Radiant Shadows (Wicked Lovely 4)
Page 35
The faery woman stared at Rae. Her voice was as a slight breeze, but she said the words, made her wish. “I want to see my son, my Seth.”
Behind them the sea vanished, and in its place a mirror appeared. The glass was framed by vines hardened and blackened like they’d been darkened in fire. In the mirror, Rae could see a faery unlike any others she’d glimpsed and very unlike the austere appearance of most High Court faeries. Seth had silver jewelry decorating his eyebrows; a silver ring pierced his lower lip; and a long silver bar with arrow- like tips pierced the top curve of one ear. Blue-black hair framed a face that wasn’t faery-pretty, but mortal-hungry. Seth didn’t look anything like the son of the vibrant faery.
Is he why she sees herself with silvered anchors?
Seth was fighting with a group of faeries with moving ink on their forearms. If they’d been mortals, Rae would guess that they were the sort of people one should cross streets to avoid. In the mirror, Seth wrapped his arms around a muscular female faery and propelled the two of them through a window. Broken glass hit the cement floor inside of a bleak- looking room.
Where are they? Did she see her son die? Is that what this is?
Rae winced in sympathy at the thought that the faery had witnessed her son’s death.
The faery didn’t look away from the mirror at all. She raised one hand as if she’d touch the images. “My beautiful boy.”
Seth was laughing at the scowl on the muscular female faery’s face. “Got you,” he said.

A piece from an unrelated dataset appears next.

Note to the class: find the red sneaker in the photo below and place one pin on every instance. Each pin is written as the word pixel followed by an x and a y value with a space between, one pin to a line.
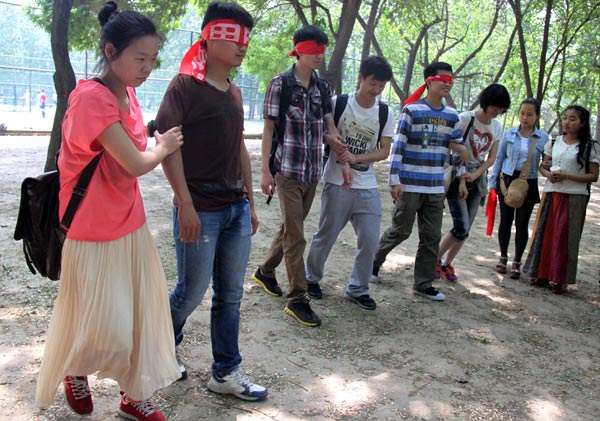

“Not bad, pup.” The cruel-looking faery in the image plucked glass from a long gash in her shoulder. “Not bad at all.”
Another faery tossed a water bottle at Seth. Only the inked arm was in the frame, but even without seeing the face, Rae knew that this was another fighter. His voice carried like a rumble of thunder: “Go another round with Chela?”
Seth shook his head. “Can’t. Summer Court revels tonight. Ash… we’re talking, and she wants me with her there.”
“Keenan?”
“Still MIA.” Seth grinned, but just as quickly looked away, as if his happiness was wrong.
“Pity.”
“Do you know where he—”
“Don’t,” the female faery, Chela, interrupted. “It’s not Gabe’s place or mine to tell you things that we learn for our king.”
Seth nodded. “Got it. Good fights today?”
“You’re still broadcasting your next move too much,” the voice, presumably Gabe, said.
“Tomorrow?”
“By the time you’re awake, it’ll be evening. If you do it right, pup”—Gabe stepped into the frame and grinned— “revels aren’t the sort of thing one follows with early mornings.”
The words spoken by the faeries in the frame felt far too precise to be a memory. Moreover, this wasn’t a scene that ended in Seth’s death. This is not good. As Rae watched, she had the sinking suspicion that she’d done something new: she’d somehow given the dreaming faery a glimpse into the mortal world in that very instant. How did I do that?
“Your son isn’t dead?” she asked.
“No. He is in the mortal world.” The faery turned to stare at Rae with unblinking eyes. A clear lens slid over her inhuman pupils, reminding Rae of reptiles she’d seen. Faeries were Other. She’d known that from her first day in their world, but it was rarely made as obvious as it was in that instant.
“Where do you come from?” the faery demanded.
“I am but a dream,” Rae said, as she had to so many other sleeping faeries. Her voice wavered though, making her words sound false. “This is all but a dream.”
“No.”
“Your imagination? Perhaps you’ve seen me in a painting, something you saw in the palace—”
“No.” The faery crossed her arms and stared at Rae. “I know every detail of every painting in my palace. You are new. What you did here was… impossible. I cannot see the threads of those tied to me. I saw him.”
Rae froze.
“My palace”? Threads of seeing? Sorcha.